Accurate diagnosis of pancreatic head lesions remains challenging as no minimally invasive biomarkers are available to discriminate distal cholangiocarcinoma (CCA) from pancreatic ductal adenocarcinoma (PDAC). The aim of this study is to identify specific circulating microRNAs (miRNAs) to diagnose distal CCA. In the discovery phase, PCR profiling of 752 miRNAs was performed on fourteen patients with distal CCA and age- and sex-matched healthy controls. Candidate miRNAs were selected for evaluation and validation by RT-qPCR in an independent cohort of distal CCA (N = 24), healthy controls (N = 32), benign diseases (N = 20), and PDAC (N = 24). The optimal diagnostic combination of miRNAs was determined by multivariate logistic regression analysis and evaluated by ROC curves with AUC values. The discovery phase revealed 19 significantly dysregulated miRNAs, of which six were validated in the evaluation phase. The validation phase confirmed downregulated miR-16 in patients with distal CCA compared to benign disease or PDAC (P = 0.048 and P = 0.012), while miR-877 was significantly upregulated (P = 0.003 and P = 0.006). This two-miRNA panel was validated as a CCA-specific profile, discriminating distal CCA from benign disease (AUC = 0.90) and from PDAC (AUC = 0.88).

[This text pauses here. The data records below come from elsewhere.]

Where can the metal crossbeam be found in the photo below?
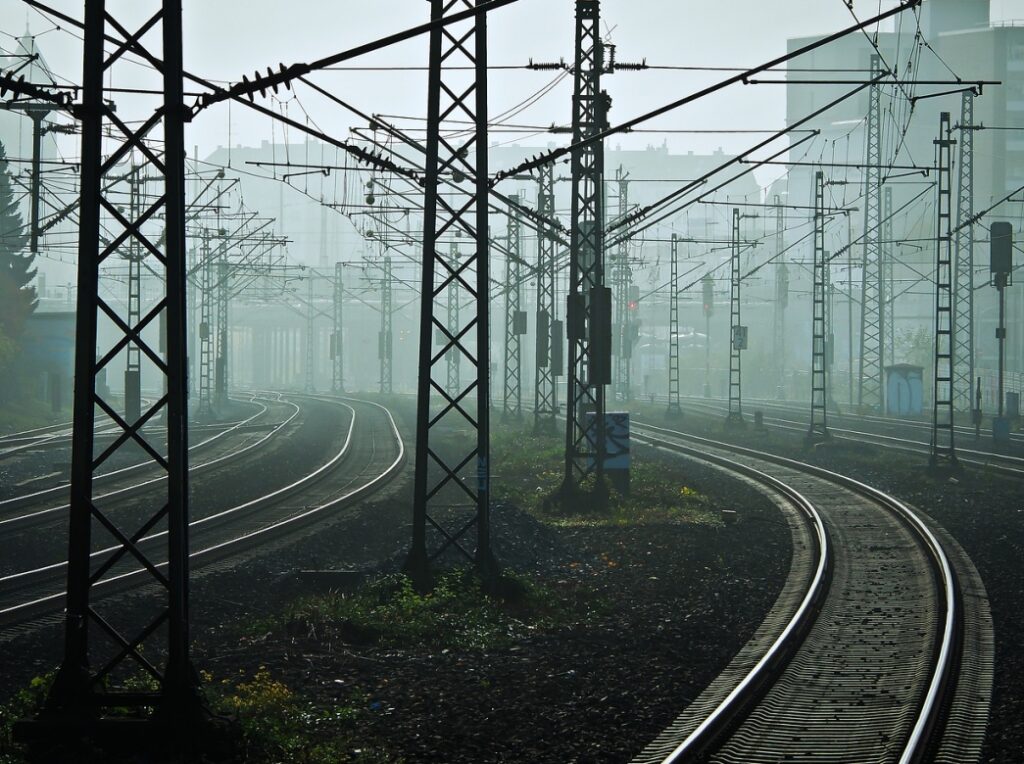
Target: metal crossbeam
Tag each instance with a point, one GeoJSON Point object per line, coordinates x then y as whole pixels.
{"type": "Point", "coordinates": [452, 491]}
{"type": "Point", "coordinates": [206, 328]}
{"type": "Point", "coordinates": [549, 335]}
{"type": "Point", "coordinates": [588, 314]}
{"type": "Point", "coordinates": [735, 340]}
{"type": "Point", "coordinates": [123, 643]}
{"type": "Point", "coordinates": [943, 444]}
{"type": "Point", "coordinates": [515, 320]}
{"type": "Point", "coordinates": [964, 280]}
{"type": "Point", "coordinates": [888, 278]}
{"type": "Point", "coordinates": [820, 330]}
{"type": "Point", "coordinates": [872, 296]}
{"type": "Point", "coordinates": [674, 408]}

In conclusion, the present study identified a two-miRNA panel of downregulated miR-16 and upregulated miR-877 with promising capability to diagnose patients with distal CCA.

Highlights

  • Adenocarcinomas located in the pancreatic head can be classified as either distal cholangiocarcinoma (CCA) or pancreatic ductal adenocarcinoma (PDAC) [1]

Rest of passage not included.